Com a tecnologia de captura e armazenamento de carbono (CCS, na sigla em inglês), o setor sucroenergético pode ampliar seu papel na descarbonização. E, ao mesmo tempo, gerar novas receitas a partir de soluções sustentáveis. Essa foi a pauta do painel “CCS na produção de etanol”, realizado na última quinta-feira (14) na FenaBio, dentro da Fenasucro & Agrocana, em Sertãozinho.

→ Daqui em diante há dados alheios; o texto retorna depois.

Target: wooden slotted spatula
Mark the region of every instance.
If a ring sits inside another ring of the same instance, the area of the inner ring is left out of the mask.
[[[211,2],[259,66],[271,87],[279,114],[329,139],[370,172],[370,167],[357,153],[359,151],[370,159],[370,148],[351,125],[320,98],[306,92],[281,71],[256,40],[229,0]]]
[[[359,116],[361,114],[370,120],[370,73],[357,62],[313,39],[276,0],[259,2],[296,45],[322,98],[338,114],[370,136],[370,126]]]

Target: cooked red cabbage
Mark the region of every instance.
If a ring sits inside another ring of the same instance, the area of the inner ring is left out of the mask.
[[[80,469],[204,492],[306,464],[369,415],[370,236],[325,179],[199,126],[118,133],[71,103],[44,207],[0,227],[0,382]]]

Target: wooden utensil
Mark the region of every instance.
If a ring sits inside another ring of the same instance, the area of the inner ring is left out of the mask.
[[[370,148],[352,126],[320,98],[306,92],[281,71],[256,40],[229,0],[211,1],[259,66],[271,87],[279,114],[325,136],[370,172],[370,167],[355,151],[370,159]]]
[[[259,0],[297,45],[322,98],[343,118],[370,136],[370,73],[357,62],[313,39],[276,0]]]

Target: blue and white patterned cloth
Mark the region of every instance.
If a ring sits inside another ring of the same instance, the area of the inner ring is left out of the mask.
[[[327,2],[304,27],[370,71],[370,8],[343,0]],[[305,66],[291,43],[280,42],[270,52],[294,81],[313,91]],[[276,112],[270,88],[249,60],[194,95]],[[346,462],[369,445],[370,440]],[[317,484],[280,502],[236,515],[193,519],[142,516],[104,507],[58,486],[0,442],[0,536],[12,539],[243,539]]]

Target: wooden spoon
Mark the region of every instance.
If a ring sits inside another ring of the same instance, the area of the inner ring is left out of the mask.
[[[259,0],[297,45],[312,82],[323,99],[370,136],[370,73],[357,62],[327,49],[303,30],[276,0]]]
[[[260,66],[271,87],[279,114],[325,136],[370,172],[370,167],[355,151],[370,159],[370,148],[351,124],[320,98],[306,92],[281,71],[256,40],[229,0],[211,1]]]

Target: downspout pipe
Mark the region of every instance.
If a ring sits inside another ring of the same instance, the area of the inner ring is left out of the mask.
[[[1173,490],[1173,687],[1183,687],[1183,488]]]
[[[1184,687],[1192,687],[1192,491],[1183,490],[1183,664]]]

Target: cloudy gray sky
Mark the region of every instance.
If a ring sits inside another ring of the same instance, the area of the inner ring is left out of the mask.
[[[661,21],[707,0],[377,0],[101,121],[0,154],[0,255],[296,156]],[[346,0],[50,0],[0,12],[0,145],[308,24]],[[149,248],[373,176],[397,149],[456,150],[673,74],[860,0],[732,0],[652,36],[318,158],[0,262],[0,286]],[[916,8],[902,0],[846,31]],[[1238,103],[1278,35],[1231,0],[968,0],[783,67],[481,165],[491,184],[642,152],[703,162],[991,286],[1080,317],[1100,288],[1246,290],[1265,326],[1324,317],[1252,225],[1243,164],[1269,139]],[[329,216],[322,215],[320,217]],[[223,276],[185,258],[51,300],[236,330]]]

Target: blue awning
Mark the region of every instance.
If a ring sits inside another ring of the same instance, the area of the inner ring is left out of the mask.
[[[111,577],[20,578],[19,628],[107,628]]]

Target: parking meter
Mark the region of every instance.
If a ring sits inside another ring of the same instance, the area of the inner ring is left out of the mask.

O encontro foi mediado por Everton Oliveira, diretor-presidente da Hidroplan e do Instituto Água Sustentável, e reuniu Milas Evangelista de Sousa, sócio-proprietário da Renovar Sustentabilidade, Cristiane Moreno, head de Governança da CCS Brasil, Cláudia Shirozaki, gerente executiva de Sustentabilidade da FS Fueling Sustainability, e Vladimir Bellenzani Jr., geólogo especialista em Aquisição de Dados Geológicos para CCS da Petrobras.
Potencial e desafios
De acordo com Milas Evangelista, o setor de etanol tem um grande potencial para incorporar o CCS como serviço ambiental. Essa tecnologia é apontada internacionalmente como estratégica para ajudar a atingir a neutralidade de carbono até 2050.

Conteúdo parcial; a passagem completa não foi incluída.